A pesar del éxito del estado de excepción para el combate de las pandillas, el bloque de los partidos de oposición en la Asamblea Legislativa (ARENA, FMLN, VAMOS y Nuestro Tiempo) ha negado en 16 ocasiones sus votos para prorrogarlo, alegando supuestas violaciones a derechos humanos en contra de los capturados.

La medida del régimen de excepción está actualmente vigente gracias al respaldo y el acompañamiento de los votos de los grupos parlamentarios de Nuevas Ideas (que tiene 56 votos), y sus aliados: GANA, PCN y PDC.



El materia periodístico destaca también que el PCT y el régimen de excepción han logrado la drástica reducción de la tasa de homicidios en El Salvador, a pesar de que los medios de comunicación nieguen la transformación de la seguridad pública y ataquen permanentemente el trabajo del mandatario salvadoreño.

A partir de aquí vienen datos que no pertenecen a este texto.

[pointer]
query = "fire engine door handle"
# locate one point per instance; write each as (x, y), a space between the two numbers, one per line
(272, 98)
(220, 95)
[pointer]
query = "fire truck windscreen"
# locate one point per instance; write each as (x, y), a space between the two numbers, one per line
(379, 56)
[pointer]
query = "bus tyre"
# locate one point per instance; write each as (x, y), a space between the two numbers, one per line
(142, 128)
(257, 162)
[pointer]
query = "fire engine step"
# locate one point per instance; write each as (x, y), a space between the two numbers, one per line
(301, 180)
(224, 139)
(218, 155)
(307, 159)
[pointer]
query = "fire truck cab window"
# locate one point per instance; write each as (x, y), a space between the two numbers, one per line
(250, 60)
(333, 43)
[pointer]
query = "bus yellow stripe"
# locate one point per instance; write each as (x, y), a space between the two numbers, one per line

«¿Pero qué pasa con las miles de familias salvadoreñas que por años debían cuidarse de los maras? ¿Pensaríamos igual si nos hubiera tocado ver cómo le disparaban en la cabeza a un primo, o violaban a alguna de nuestras vecinas? ¿Realmente se le puede llamar ‘humano’ a alguien que jamás se tentó el corazón y mató a alguien de su propia familia? ¿Realmente son dignos de derechos estos entes?», se pregunta periodista en relación con los asesinatos cometidos por las pandillas.

A finales del año pasado, el presidente Nayib Bukele cuestionó a las ONG denominadas defensoras de derechos humanos -nacionales e internacionales- porque no pronunciaron por las muertes de salvadoreños honrados a manos de las pandillas, con los que ARENA y FMLN negociaron en el pasado.

Por su combate a estos grupos delincuenciales y por todo su trabajo een favor de los salvadoreños, el presidente Nayib Bukele goza de amplio respaldo y simpatía ciudadana sin precedentes, a tal punto que quieren su reelección para el periodo 2024-2029.

«El 92% de aceptación que tiene Nayib Bukele no ha impedido que organizaciones y gobiernos se rasguen las vestiduras por las medidas que ha tomado contra los criminales», escribió la periodista de TV Azteca.